Este termo também foi utilizado em cães que mantêm a febre depois de um tratamento antibiótico de 7-10 dias por suposta infeção bacteriana.1,4
Avaliação clínica do cão com febre
Em alguns casos, são os tutores que vão à consulta e dizem que o cão está com febre porque lhe mediram a temperatura em casa após observarem sinais inespecíficos como letargia, hiporexia ou apatia. Em muitos outros casos é o médico veterinário que diagnostica a existência de febre durante o exame físico. É possível que este exame inicial já revele qual é a causa da febre ou que, pelo menos, sugira quais devem ser os passos seguintes a dar. Se não for o caso, mas a temperatura for >41,1ºC, está indicada a realização de exames de diagnóstico (hematologia, bioquímica, urianálise, serologias e exames imagiológicos) para tentar fazer um diagnóstico preciso.
- Se a febre persistir depois da realização destes exames, pode considerar-se uma avaliação adicional que inclua cultura de urina, sangue, artrocentese, análise do líquido cefalorraquidiano e citologia ganglionar.1
- Se a temperatura for < 41,1ºC e os sinais clínicos não forem graves, pode optar-se simplesmente por monitorizar a temperatura ou administrar tratamento antipirético.

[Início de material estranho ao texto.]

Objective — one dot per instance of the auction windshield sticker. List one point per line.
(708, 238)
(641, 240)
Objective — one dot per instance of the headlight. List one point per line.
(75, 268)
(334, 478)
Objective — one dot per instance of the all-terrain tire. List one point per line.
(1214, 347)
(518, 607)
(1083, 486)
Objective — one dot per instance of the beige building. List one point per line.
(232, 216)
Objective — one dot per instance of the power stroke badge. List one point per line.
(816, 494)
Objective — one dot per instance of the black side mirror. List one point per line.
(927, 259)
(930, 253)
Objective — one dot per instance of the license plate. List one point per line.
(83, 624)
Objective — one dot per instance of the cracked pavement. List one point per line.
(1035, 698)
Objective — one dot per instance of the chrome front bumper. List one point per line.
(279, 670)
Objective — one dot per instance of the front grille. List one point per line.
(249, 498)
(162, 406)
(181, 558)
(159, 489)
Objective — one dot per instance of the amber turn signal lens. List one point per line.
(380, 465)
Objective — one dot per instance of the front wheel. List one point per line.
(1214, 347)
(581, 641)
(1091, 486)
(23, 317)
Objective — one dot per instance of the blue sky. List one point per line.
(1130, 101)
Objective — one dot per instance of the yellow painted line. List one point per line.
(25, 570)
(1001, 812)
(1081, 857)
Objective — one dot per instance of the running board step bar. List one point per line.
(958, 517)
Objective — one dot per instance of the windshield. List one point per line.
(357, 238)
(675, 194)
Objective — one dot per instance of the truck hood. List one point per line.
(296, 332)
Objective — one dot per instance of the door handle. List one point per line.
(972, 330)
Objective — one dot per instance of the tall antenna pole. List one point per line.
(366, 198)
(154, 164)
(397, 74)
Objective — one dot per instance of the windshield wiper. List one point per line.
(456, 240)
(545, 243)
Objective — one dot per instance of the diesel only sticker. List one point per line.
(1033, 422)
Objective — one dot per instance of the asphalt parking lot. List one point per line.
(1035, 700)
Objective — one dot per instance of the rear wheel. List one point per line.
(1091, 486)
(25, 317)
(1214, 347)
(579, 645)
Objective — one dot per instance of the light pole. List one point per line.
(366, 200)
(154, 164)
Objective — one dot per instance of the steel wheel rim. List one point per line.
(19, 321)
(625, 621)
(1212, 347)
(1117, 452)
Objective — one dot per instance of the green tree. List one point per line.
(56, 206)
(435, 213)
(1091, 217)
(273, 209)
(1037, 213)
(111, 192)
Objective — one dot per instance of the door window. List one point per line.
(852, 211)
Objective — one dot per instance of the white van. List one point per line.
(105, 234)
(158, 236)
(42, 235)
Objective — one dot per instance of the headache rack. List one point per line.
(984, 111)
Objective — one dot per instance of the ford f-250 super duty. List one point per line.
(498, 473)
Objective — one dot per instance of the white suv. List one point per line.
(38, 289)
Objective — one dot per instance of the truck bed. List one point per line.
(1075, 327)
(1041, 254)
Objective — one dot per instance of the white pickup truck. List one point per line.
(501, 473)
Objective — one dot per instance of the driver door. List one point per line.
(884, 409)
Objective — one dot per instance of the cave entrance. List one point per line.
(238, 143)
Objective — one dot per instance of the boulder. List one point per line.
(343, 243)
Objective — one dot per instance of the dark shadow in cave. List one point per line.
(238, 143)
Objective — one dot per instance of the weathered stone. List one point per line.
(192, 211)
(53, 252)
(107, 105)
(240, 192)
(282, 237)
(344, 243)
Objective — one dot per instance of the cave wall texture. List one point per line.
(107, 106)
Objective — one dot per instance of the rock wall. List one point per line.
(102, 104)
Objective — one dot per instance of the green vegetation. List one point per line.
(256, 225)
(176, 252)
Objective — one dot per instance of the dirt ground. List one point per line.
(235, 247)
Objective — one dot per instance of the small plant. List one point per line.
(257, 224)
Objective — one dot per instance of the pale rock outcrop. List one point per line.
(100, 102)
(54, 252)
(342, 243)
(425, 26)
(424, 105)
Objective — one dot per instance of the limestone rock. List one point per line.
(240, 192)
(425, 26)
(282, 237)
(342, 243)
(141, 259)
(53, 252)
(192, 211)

- Neste caso, se a febre persistir depois de 5 dias ou reaparecer quando o tratamento for interrompido, é necessário estabelecer um plano de diagnóstico.1
Tratamento da febre nos cães: como baixá-la
Não existem estudos que demonstrem que o tratamento específico da febre tenha efeitos na sobrevivência e prognóstico. Perante a presença de febre nos cães, baixá-la deve ser considerado um requisito terapêutico específico apenas em casos de febre alta e persistente em que o médico veterinário considere que os efeitos negativos potenciais da febre superam os positivos. No entanto, é difícil saber se a melhoria clínica apresentada por doentes que recebem tratamento antipirético se deve ao baixar da temperatura ou ao efeito anti-inflamatório e/ou analgésico de muitos dos fármacos usados para este fim.1
- Os anti-inflamatórios não esteroides têm sido historicamente, e continuam a ser, os fármacos de eleição para baixar a febre. No entanto, devem ser considerados os seus possíveis efeitos secundários (renais, digestivos ou hematológicos) antes de os usar.

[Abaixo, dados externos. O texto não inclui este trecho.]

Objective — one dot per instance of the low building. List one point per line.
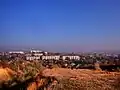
(71, 57)
(50, 57)
(16, 52)
(32, 58)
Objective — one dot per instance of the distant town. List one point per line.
(65, 60)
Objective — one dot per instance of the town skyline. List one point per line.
(60, 25)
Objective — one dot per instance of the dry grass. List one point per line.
(84, 79)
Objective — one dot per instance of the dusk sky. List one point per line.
(60, 25)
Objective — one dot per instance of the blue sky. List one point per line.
(60, 25)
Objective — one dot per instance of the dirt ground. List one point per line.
(84, 79)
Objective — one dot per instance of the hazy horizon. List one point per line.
(60, 25)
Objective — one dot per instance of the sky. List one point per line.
(60, 25)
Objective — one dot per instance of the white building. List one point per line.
(38, 54)
(50, 57)
(16, 52)
(35, 51)
(71, 57)
(32, 58)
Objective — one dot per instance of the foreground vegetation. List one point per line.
(31, 75)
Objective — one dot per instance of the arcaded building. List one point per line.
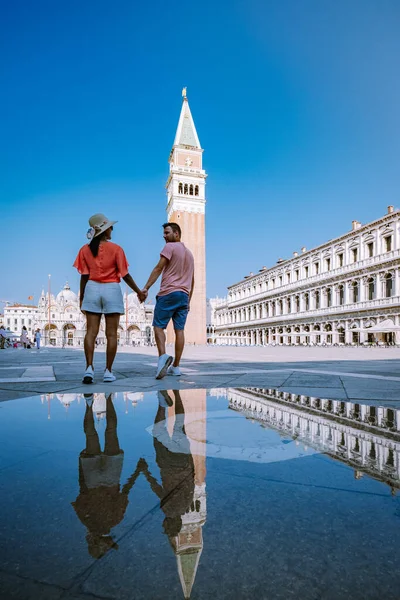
(346, 291)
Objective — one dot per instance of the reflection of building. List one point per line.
(62, 323)
(186, 206)
(365, 437)
(331, 294)
(188, 544)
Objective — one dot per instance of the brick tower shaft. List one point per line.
(186, 206)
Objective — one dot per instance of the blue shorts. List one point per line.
(173, 306)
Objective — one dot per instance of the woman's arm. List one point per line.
(84, 280)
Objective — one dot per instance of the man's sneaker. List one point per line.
(174, 371)
(88, 375)
(164, 399)
(108, 376)
(163, 363)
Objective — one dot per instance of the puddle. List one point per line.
(223, 493)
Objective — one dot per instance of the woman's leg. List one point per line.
(112, 322)
(92, 329)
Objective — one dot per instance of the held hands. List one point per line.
(142, 464)
(142, 295)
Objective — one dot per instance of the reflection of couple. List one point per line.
(101, 503)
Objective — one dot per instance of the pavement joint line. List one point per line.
(344, 389)
(359, 375)
(26, 379)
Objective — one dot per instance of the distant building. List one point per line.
(346, 291)
(62, 323)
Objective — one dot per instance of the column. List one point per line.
(361, 288)
(396, 289)
(347, 333)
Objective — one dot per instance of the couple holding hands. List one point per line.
(102, 264)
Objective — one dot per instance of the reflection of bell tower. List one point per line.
(186, 206)
(188, 544)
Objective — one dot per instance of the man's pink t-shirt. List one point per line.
(178, 273)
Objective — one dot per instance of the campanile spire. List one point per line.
(186, 206)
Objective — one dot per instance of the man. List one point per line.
(173, 300)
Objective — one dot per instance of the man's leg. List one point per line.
(160, 338)
(92, 329)
(179, 346)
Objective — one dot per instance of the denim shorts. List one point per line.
(173, 306)
(103, 298)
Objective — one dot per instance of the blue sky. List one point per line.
(296, 105)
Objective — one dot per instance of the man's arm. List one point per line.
(156, 272)
(84, 280)
(191, 291)
(129, 281)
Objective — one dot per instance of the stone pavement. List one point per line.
(362, 374)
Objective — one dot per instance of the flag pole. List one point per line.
(49, 309)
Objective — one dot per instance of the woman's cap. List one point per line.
(98, 224)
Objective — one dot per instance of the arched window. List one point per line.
(329, 297)
(341, 294)
(371, 288)
(388, 285)
(355, 291)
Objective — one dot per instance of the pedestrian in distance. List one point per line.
(173, 300)
(24, 338)
(102, 264)
(37, 338)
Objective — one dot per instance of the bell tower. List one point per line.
(186, 206)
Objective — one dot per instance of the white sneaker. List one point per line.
(89, 399)
(164, 399)
(108, 376)
(163, 363)
(88, 375)
(174, 371)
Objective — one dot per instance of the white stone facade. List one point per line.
(17, 316)
(61, 322)
(331, 294)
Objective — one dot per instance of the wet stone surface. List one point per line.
(220, 493)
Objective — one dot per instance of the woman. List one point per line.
(24, 338)
(101, 264)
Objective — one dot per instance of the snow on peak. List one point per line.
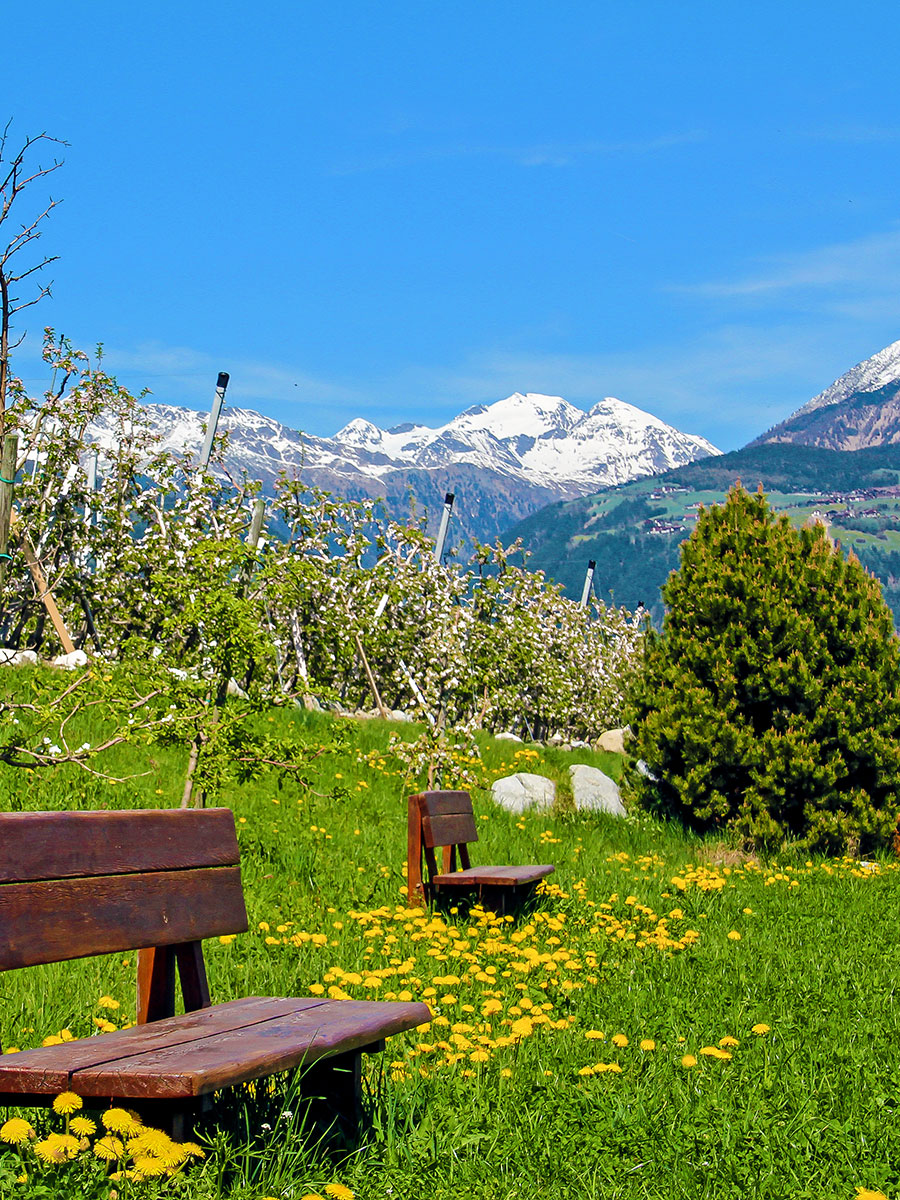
(867, 376)
(527, 443)
(359, 432)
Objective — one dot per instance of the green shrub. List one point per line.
(771, 701)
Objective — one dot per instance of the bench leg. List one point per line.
(504, 900)
(174, 1117)
(334, 1090)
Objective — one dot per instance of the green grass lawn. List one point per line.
(603, 1045)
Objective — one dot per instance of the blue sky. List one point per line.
(396, 210)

- Os glucocorticoides também têm efeitos antipiréticos, pelo que poderiam ser úteis no tratamento da febre. Contudo, também são fármacos com frequentes efeitos secundários que poderão mascarar o diagnóstico definitivo ou até reduzir a eficácia do tratamento em determinadas doenças. A sua indicação principal seria em doentes com evidência de doença imunomediada.1
- O arrefecimento físico, como método para baixar a temperatura corporal, fica reservado para doentes em que se suspeita um certo componente de hipertermia.

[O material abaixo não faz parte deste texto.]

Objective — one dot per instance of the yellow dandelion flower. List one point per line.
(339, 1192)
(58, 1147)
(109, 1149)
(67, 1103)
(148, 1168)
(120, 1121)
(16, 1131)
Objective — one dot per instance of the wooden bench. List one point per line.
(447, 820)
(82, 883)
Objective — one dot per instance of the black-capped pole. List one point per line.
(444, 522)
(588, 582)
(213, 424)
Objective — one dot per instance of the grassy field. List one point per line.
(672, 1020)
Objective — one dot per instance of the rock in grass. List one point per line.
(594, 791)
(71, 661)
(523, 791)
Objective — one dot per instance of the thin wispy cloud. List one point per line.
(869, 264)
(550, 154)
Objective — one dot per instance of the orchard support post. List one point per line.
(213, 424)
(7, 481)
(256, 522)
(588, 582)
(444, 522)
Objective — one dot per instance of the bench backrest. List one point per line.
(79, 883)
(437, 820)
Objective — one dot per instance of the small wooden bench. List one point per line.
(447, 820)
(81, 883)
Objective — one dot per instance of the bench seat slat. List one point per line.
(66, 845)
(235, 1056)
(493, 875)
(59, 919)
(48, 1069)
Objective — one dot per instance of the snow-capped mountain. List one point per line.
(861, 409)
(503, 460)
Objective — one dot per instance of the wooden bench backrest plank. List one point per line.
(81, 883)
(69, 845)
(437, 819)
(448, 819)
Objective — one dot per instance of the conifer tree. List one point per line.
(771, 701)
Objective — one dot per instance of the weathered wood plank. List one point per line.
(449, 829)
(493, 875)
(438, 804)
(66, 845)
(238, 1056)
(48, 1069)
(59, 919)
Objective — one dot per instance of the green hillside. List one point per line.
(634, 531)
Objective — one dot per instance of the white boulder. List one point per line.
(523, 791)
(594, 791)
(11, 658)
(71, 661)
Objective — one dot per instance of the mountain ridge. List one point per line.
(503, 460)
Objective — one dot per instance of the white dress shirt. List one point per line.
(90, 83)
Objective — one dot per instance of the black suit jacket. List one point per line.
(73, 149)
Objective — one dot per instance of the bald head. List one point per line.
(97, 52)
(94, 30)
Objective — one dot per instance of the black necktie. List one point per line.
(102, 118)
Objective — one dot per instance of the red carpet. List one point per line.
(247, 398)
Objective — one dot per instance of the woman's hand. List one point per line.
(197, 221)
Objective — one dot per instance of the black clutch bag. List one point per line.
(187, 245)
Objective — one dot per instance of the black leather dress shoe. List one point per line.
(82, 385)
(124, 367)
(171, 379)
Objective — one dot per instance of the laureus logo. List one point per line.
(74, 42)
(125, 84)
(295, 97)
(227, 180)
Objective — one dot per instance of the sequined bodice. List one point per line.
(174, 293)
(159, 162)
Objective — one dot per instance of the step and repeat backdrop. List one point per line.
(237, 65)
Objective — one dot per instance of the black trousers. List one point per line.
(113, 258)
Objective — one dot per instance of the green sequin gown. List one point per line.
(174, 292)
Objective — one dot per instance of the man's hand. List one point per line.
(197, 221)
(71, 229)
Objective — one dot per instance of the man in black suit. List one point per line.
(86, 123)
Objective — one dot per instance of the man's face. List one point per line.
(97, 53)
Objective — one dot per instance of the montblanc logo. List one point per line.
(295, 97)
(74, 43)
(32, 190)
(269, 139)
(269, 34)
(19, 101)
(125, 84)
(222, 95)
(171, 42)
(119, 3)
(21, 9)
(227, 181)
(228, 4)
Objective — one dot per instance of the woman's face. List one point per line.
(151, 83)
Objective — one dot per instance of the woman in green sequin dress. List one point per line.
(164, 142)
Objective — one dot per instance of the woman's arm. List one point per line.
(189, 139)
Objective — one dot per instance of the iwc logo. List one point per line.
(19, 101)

- A administração de fluídos pode ser necessária, já que a febre aumenta as perdas insensíveis de água, ao mesmo tempo que reduz o consumo da mesma. Além disso, os fluídos poderão ajudar a reduzir a temperatura em determinados casos.1
- Foi recomendada a administração de antibióticos de amplo espetro (amoxicilina/ácido clavulânico ou doxiciclina em zonas de doenças vetoriais) em todos os cães com febre e sinais de infeção bacteriana, assim como em doentes em que a febre persiste mais de 5 dias.1 No entanto, a administração empírica de antibióticos poderá ser questionável, tendo em conta a preocupação global com o aumento das resistências microbianas.5
Conclusões
É muito frequente o médico veterinário clínico atender cães com febre. Nestes casos, antes de pensar em administrar antipiréticos ou antibióticos, deveríamos ponderar se é conveniente estabelecer primeiro um plano de diagnóstico. A administração destes fármacos pode mascarar os sinais da doença e dificultar o diagnóstico. Se já os tivermos administrado e decidirmos posteriormente encaminhar o doente ou realizarmos nós próprios exames de diagnóstico, devemos interromper a sua administração nos dias anteriores.